Sponsored by Sen. Jerry Cirino (R-Kirtland), S.B. 83 has not seen any movement in the House for almost a year after having quickly passed in the Ohio Senate and the Higher Education Committee.
“No, we’re not going to deal with Senate Bill 83,” Stephens shared with reporters last Tuesday. “…We’ve got a lot of other things that are a lot more important than that.”
Despite being disappointed, Cirino intends to reintroduce the bill in the next General Assembly, where it may have better luck.
“Just because the Speaker [Stephens] doesn’t seem to grasp the importance of this as a needed reform bill in higher education in Ohio does not in any way take away from its value,” Cirino said in an interview on Nov. 15. “And so, we will be pursuing this in the future. I will be persistent, as I’ve told you before, in making this happen.”
Cirino even shared that he is interested in bringing back provisions previously eliminated to assuage bipartisan disagreement, such as the ban on faculty strikes.
The recent election of Sen. Matt Huffam (R-Lima), who has been president of the Senate for four years, as the new House Speaker signals a newfound optimism for the bill’s future, given that he is an avid supporter for its passage. Huffman ran unopposed, and will succeed Stephens, a Republican moderate who announced prior to the Speaker vote that he would not re-run to keep the gavel.
CSU community pushback
The Cleveland State community, including students, faculty and President Laura Bloomberg, Ph.D., have condemned the bill repeatedly.
S.B. 83, which has seen nearly a dozen iterations, bans most mandatory diversity, equity and inclusion training, and requires “intellectual diversity” on “climate policies; electoral politics; foreign policy; diversity, equity, and inclusion programs; immigration policy; marriage; or abortion” in Ohio public universities.
The bill also requires schools to have a mandatory American history or government course, which would include reading assignments of the U.S. Constitution, Declaration of Independence, Federalist Papers, Emancipation Proclamation, Gettysburg Address and Dr. Martin Luther King Jr.’s Letter from Birmingham Jail.

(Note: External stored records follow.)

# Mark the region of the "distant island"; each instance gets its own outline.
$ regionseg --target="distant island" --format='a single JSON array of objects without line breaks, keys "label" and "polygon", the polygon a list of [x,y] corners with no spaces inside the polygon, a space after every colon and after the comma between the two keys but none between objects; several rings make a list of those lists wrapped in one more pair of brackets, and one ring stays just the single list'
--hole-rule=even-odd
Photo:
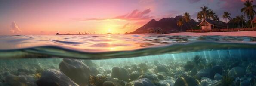
[{"label": "distant island", "polygon": [[[159,21],[156,21],[153,19],[148,22],[147,24],[144,25],[142,27],[137,29],[135,31],[130,33],[126,32],[125,34],[142,34],[147,33],[148,29],[151,27],[159,27],[160,28],[164,31],[167,33],[170,33],[172,32],[177,32],[179,31],[181,28],[177,25],[176,22],[180,18],[182,18],[182,16],[179,15],[175,17],[175,18],[163,18]],[[190,20],[190,24],[191,27],[194,28],[200,28],[200,27],[197,27],[197,25],[199,24],[198,22],[196,22],[194,19]],[[186,24],[184,24],[182,26],[182,31],[185,31],[186,30],[189,29],[189,28],[187,28],[186,26],[188,25],[189,24],[188,22],[185,22]]]}]

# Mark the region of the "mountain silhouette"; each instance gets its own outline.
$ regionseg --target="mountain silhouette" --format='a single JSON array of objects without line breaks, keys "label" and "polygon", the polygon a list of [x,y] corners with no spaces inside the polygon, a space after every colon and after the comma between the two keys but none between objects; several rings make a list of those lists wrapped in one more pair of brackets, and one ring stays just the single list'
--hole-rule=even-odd
[{"label": "mountain silhouette", "polygon": [[[142,27],[137,29],[135,31],[132,32],[133,34],[146,33],[147,30],[149,28],[160,27],[165,32],[169,33],[173,31],[181,31],[181,27],[177,25],[177,21],[179,18],[182,18],[182,16],[177,16],[175,18],[163,18],[159,21],[156,21],[155,19],[152,19],[147,24]],[[189,22],[192,27],[196,27],[199,23],[193,19],[191,19]],[[186,25],[186,24],[188,26]],[[185,23],[182,26],[182,31],[185,31],[186,30],[191,29],[190,25],[188,22]]]}]

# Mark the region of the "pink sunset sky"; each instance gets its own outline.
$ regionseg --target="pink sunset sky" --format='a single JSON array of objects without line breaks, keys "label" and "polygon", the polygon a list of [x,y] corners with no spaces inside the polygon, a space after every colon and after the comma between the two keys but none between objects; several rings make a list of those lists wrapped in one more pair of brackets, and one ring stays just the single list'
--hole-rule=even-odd
[{"label": "pink sunset sky", "polygon": [[[0,35],[132,32],[155,19],[189,13],[197,21],[207,6],[221,20],[243,14],[244,0],[1,0]],[[255,2],[254,2],[255,4]]]}]

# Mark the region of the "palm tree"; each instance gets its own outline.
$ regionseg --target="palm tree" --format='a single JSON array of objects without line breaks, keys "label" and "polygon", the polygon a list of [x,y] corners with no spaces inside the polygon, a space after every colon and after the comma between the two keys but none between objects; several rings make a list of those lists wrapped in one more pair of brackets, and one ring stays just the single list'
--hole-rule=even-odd
[{"label": "palm tree", "polygon": [[202,13],[201,13],[200,12],[198,12],[198,13],[197,13],[197,19],[199,20],[199,21],[201,21],[203,18],[204,18],[202,16]]},{"label": "palm tree", "polygon": [[209,18],[212,20],[213,20],[215,13],[213,12],[213,11],[210,10],[209,11]]},{"label": "palm tree", "polygon": [[242,28],[243,26],[244,26],[244,17],[243,15],[241,15],[240,18],[241,19],[241,20],[242,21]]},{"label": "palm tree", "polygon": [[224,19],[224,21],[226,22],[226,24],[227,24],[227,28],[228,28],[228,19],[230,20],[230,15],[231,15],[230,13],[225,12],[222,16],[222,17]]},{"label": "palm tree", "polygon": [[241,12],[244,12],[244,15],[247,15],[248,17],[250,17],[251,21],[251,24],[252,25],[252,28],[253,28],[253,22],[252,22],[252,16],[254,16],[256,14],[256,12],[253,9],[253,8],[256,7],[256,5],[253,5],[252,0],[247,0],[244,5],[245,6],[245,7],[241,9]]},{"label": "palm tree", "polygon": [[214,15],[214,17],[213,17],[213,20],[214,20],[216,21],[219,21],[219,17],[218,17],[218,15]]},{"label": "palm tree", "polygon": [[183,25],[183,20],[182,18],[179,18],[178,21],[177,21],[177,25],[179,27],[181,27],[181,31],[182,31],[182,25]]},{"label": "palm tree", "polygon": [[[207,6],[201,7],[201,9],[202,10],[198,12],[197,15],[199,15],[199,16],[201,16],[204,19],[209,18],[210,16],[209,13],[211,10],[208,9],[208,7]],[[198,15],[197,18],[198,18]]]},{"label": "palm tree", "polygon": [[188,24],[189,24],[189,25],[190,25],[190,28],[191,28],[191,29],[193,30],[192,26],[191,26],[190,23],[189,23],[189,21],[190,21],[190,19],[191,19],[191,17],[190,17],[190,15],[191,15],[190,14],[189,14],[189,13],[185,12],[185,13],[184,13],[184,15],[183,15],[183,18],[185,20],[185,22],[188,23]]},{"label": "palm tree", "polygon": [[236,16],[236,18],[234,18],[235,22],[237,22],[237,25],[238,25],[238,26],[241,26],[240,23],[239,22],[240,22],[240,21],[241,21],[241,17],[239,15],[238,15],[238,16]]}]

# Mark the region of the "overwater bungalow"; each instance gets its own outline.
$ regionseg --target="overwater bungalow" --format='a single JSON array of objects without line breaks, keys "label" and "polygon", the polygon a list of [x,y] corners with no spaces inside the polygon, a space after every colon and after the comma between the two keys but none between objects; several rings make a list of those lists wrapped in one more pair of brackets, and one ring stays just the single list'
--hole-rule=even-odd
[{"label": "overwater bungalow", "polygon": [[256,17],[255,17],[252,20],[252,22],[254,25],[254,27],[256,27]]},{"label": "overwater bungalow", "polygon": [[148,33],[150,34],[163,34],[164,31],[161,28],[150,28],[148,29]]},{"label": "overwater bungalow", "polygon": [[204,19],[198,26],[200,26],[202,31],[209,31],[214,29],[225,28],[226,25],[224,23],[209,19]]}]

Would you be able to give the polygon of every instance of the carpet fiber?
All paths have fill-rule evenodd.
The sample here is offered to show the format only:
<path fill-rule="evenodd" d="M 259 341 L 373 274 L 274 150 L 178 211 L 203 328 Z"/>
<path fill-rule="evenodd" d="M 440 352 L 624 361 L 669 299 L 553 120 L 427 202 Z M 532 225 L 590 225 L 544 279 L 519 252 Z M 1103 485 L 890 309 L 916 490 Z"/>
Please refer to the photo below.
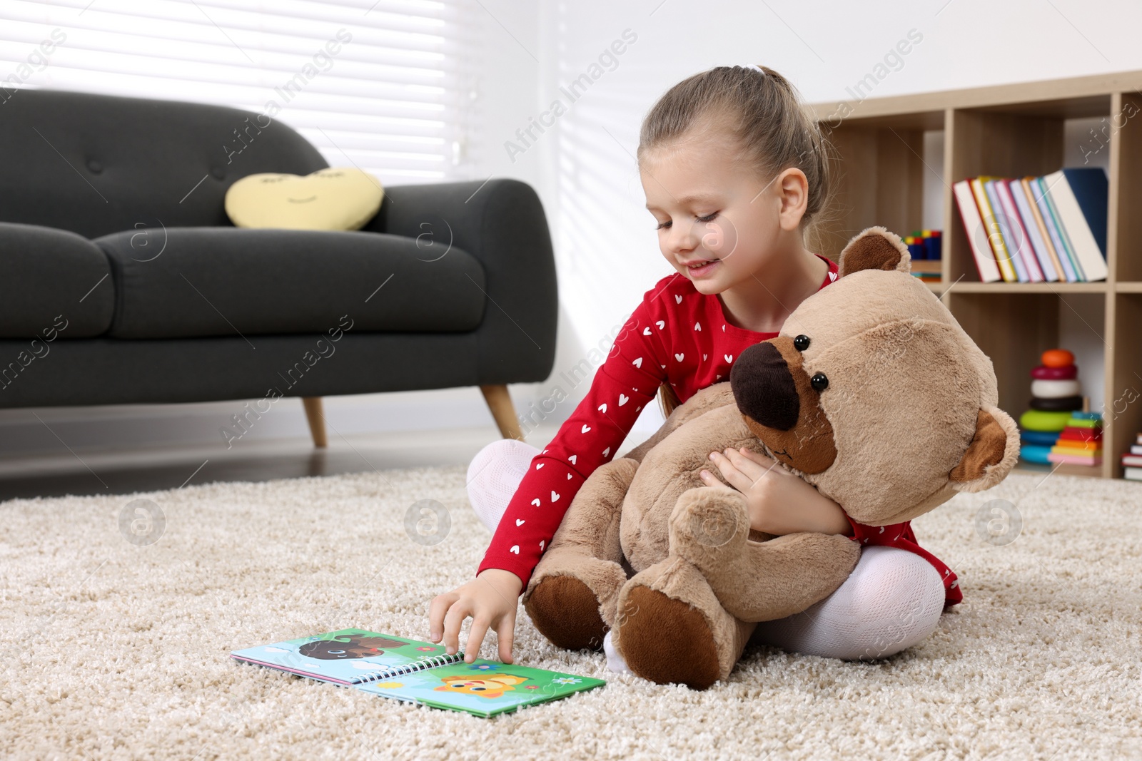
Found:
<path fill-rule="evenodd" d="M 420 468 L 0 504 L 2 754 L 1142 756 L 1142 485 L 1125 481 L 1015 473 L 914 521 L 965 599 L 876 663 L 754 647 L 727 682 L 694 693 L 557 650 L 521 608 L 517 662 L 610 683 L 484 720 L 227 657 L 349 626 L 426 639 L 428 600 L 471 577 L 489 539 L 464 477 Z M 164 513 L 153 544 L 124 539 L 159 533 L 138 505 L 121 521 L 136 499 Z M 450 513 L 435 545 L 405 529 L 426 499 Z M 1000 499 L 1022 529 L 996 545 L 978 513 Z"/>

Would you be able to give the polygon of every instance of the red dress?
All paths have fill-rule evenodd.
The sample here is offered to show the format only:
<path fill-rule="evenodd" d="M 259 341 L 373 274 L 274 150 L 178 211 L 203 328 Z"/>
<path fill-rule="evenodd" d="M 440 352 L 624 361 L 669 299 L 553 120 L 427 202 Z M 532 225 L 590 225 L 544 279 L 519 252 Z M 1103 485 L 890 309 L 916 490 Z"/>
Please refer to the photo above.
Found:
<path fill-rule="evenodd" d="M 819 254 L 818 254 L 819 256 Z M 820 257 L 829 272 L 820 288 L 837 278 L 837 265 Z M 524 588 L 571 500 L 595 468 L 609 462 L 665 381 L 681 402 L 727 379 L 733 359 L 746 348 L 778 333 L 731 325 L 718 297 L 699 293 L 690 278 L 675 273 L 646 291 L 610 353 L 600 365 L 586 398 L 537 454 L 508 502 L 480 569 L 510 570 Z M 908 523 L 853 526 L 853 541 L 888 544 L 931 562 L 944 584 L 944 604 L 963 599 L 956 574 L 916 543 Z"/>

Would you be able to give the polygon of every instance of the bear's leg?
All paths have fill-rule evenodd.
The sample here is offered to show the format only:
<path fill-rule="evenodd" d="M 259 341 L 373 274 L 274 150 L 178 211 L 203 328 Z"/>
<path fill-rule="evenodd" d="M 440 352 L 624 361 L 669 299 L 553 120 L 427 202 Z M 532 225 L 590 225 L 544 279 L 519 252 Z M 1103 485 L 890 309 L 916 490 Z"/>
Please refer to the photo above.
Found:
<path fill-rule="evenodd" d="M 825 599 L 856 566 L 847 536 L 801 532 L 749 541 L 746 497 L 729 486 L 701 486 L 670 513 L 670 554 L 692 562 L 732 615 L 783 618 Z"/>
<path fill-rule="evenodd" d="M 730 675 L 756 625 L 726 613 L 701 572 L 670 557 L 622 586 L 611 637 L 643 679 L 706 689 Z"/>
<path fill-rule="evenodd" d="M 553 645 L 598 650 L 627 581 L 619 517 L 638 463 L 619 458 L 595 469 L 571 501 L 523 594 L 531 622 Z"/>

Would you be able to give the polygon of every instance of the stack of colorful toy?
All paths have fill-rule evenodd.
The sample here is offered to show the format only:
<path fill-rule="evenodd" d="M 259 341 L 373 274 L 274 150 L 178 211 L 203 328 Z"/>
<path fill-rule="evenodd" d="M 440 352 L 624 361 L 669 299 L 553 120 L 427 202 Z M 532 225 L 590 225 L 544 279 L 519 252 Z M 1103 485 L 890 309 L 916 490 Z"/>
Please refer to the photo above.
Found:
<path fill-rule="evenodd" d="M 904 238 L 912 275 L 925 283 L 940 282 L 941 236 L 938 229 L 918 229 Z"/>
<path fill-rule="evenodd" d="M 1097 412 L 1072 412 L 1059 440 L 1051 447 L 1047 460 L 1073 465 L 1101 465 L 1102 415 Z"/>
<path fill-rule="evenodd" d="M 1073 354 L 1048 349 L 1040 362 L 1031 371 L 1031 408 L 1019 418 L 1019 455 L 1046 464 L 1052 462 L 1051 448 L 1067 428 L 1070 413 L 1083 408 L 1083 395 Z"/>

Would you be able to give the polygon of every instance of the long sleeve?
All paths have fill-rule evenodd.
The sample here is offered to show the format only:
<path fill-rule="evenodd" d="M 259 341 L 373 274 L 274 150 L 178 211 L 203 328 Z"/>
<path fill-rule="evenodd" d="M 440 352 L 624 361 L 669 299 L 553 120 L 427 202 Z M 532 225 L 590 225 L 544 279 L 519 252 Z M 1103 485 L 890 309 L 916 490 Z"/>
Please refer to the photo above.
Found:
<path fill-rule="evenodd" d="M 659 283 L 661 285 L 661 282 Z M 524 589 L 555 535 L 571 500 L 598 465 L 610 462 L 643 407 L 666 378 L 662 306 L 656 286 L 646 291 L 614 339 L 586 397 L 537 454 L 508 502 L 480 564 L 510 570 Z"/>

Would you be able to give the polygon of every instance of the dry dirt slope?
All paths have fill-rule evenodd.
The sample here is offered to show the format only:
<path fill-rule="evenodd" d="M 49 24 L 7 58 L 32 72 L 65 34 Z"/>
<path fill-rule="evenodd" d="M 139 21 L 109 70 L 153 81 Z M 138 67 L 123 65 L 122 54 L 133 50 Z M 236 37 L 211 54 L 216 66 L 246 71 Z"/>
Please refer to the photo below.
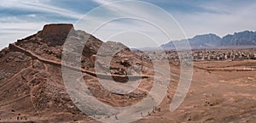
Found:
<path fill-rule="evenodd" d="M 94 55 L 103 42 L 84 31 L 73 31 L 72 25 L 48 25 L 43 31 L 0 52 L 0 122 L 98 122 L 76 108 L 63 84 L 60 62 L 62 45 L 69 31 L 73 32 L 73 40 L 90 37 L 82 58 L 83 75 L 91 93 L 99 100 L 114 106 L 125 106 L 140 101 L 148 94 L 153 83 L 150 62 L 141 59 L 128 48 L 118 53 L 110 66 L 113 75 L 119 78 L 137 75 L 137 68 L 143 65 L 145 77 L 139 89 L 130 94 L 111 93 L 100 86 L 93 74 Z M 121 44 L 108 42 L 107 45 L 114 48 Z M 103 62 L 97 64 L 102 68 L 108 67 Z M 158 107 L 161 110 L 145 115 L 143 120 L 136 122 L 255 122 L 255 70 L 207 68 L 247 64 L 253 66 L 256 62 L 195 63 L 189 92 L 174 112 L 170 112 L 168 108 L 179 79 L 179 70 L 178 67 L 171 65 L 172 74 L 168 94 Z M 131 66 L 136 66 L 134 70 L 125 72 Z"/>
<path fill-rule="evenodd" d="M 95 54 L 104 42 L 84 31 L 74 31 L 72 25 L 47 25 L 43 31 L 18 40 L 0 53 L 0 122 L 95 122 L 76 108 L 64 87 L 61 59 L 69 31 L 69 38 L 74 42 L 89 37 L 83 52 L 82 68 L 74 69 L 84 73 L 84 82 L 101 101 L 118 106 L 129 105 L 147 95 L 147 92 L 139 90 L 123 96 L 108 92 L 99 85 L 94 70 Z M 142 60 L 121 43 L 108 42 L 106 46 L 110 50 L 118 46 L 124 48 L 114 55 L 110 66 L 112 76 L 119 82 L 125 82 L 126 75 L 137 78 L 137 68 L 143 66 L 145 73 L 151 67 L 150 63 Z M 77 48 L 83 48 L 77 44 Z M 102 61 L 97 64 L 102 70 L 108 67 Z M 131 66 L 131 72 L 125 72 Z M 102 74 L 104 77 L 104 73 Z M 146 81 L 149 74 L 147 70 L 143 76 L 144 81 Z"/>

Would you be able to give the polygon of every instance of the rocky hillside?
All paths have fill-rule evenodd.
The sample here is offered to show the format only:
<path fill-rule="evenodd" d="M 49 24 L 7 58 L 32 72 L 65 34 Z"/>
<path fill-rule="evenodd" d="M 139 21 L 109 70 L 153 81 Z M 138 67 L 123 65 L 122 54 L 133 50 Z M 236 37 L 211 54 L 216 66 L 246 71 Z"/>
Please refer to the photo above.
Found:
<path fill-rule="evenodd" d="M 242 31 L 219 37 L 215 34 L 198 35 L 188 39 L 192 48 L 214 48 L 256 46 L 256 32 Z M 173 41 L 178 42 L 178 41 Z M 174 48 L 173 42 L 161 45 L 163 48 Z"/>
<path fill-rule="evenodd" d="M 95 73 L 95 64 L 102 70 L 102 76 L 112 76 L 116 82 L 125 82 L 127 77 L 139 76 L 150 82 L 150 63 L 133 53 L 121 43 L 103 42 L 83 31 L 75 31 L 73 25 L 51 24 L 43 31 L 0 52 L 0 122 L 96 122 L 84 115 L 72 102 L 64 87 L 61 75 L 61 57 L 66 40 L 72 41 L 73 50 L 82 48 L 81 71 L 91 93 L 102 102 L 115 106 L 129 105 L 147 95 L 147 88 L 125 95 L 108 92 L 101 86 Z M 84 48 L 79 42 L 86 40 Z M 96 63 L 96 54 L 102 45 L 112 52 L 113 48 L 123 49 L 115 54 L 110 66 L 104 61 Z M 73 51 L 75 52 L 75 51 Z M 108 52 L 104 58 L 108 56 Z M 148 77 L 147 77 L 148 75 Z M 149 80 L 148 80 L 149 79 Z M 108 81 L 108 80 L 106 80 Z M 111 98 L 108 98 L 111 97 Z"/>

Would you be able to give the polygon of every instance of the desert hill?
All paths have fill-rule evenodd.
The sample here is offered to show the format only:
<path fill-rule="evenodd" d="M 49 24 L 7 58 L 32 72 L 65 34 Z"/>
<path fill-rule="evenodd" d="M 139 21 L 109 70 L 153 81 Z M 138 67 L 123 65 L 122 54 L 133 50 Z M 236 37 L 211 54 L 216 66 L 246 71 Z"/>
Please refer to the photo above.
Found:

The current iteration features a new retrenchment provision that would prevent unions from negotiating on tenure.
“The current iteration of S.B. 83 is still a far overreach of politics into important aspects of university life and its operations,” Andrew Slifkin, then-president of the CSU Chapter of the American Association of University Processors (AAUP), shared with The Cauldron in January 2024.
Students have spoken out against the bill since it was first introduced, prompting the CSU Student Government Association (SGA) to pass a resolution in April 2023 condemning it, the first student government in Ohio to do so. SGA also signed a joint letter of multiple Ohio universities and the CSU AAUP, which represents 203,784 college students opposing the bill.
CSU’s chapter of the Ohio Student Association has previously called the bill, also known as the Higher Education Enhancement Act, the “Higher Education Destruction Act.” CSU’s chapter of the College Democrats also rejects the bill and seeks to “educate voters…and create the pressure necessary to protect our fellow students at CSU.”
Bloomberg, who met with Cirino last summer to discuss S.B. 83, explained in an April 2023 interview with The Cauldron that while she supports some parts of the bill, there are others she does not.
For example, Bloomberg is a known supporter for free speech, which S.B. 83 sponsors believe the bill champions, but she isn’t as convinced. Also, she worries about the provision of the bill that seeks to ban relationships between Ohio and Chinese universities, and what it would do to CSU’s relationship with Chinese scholars and students.
Should the bill pass, Bloomberg wishes to uphold CSU principles and avoid pitting the Board of Trustees, administration and faculty against each other.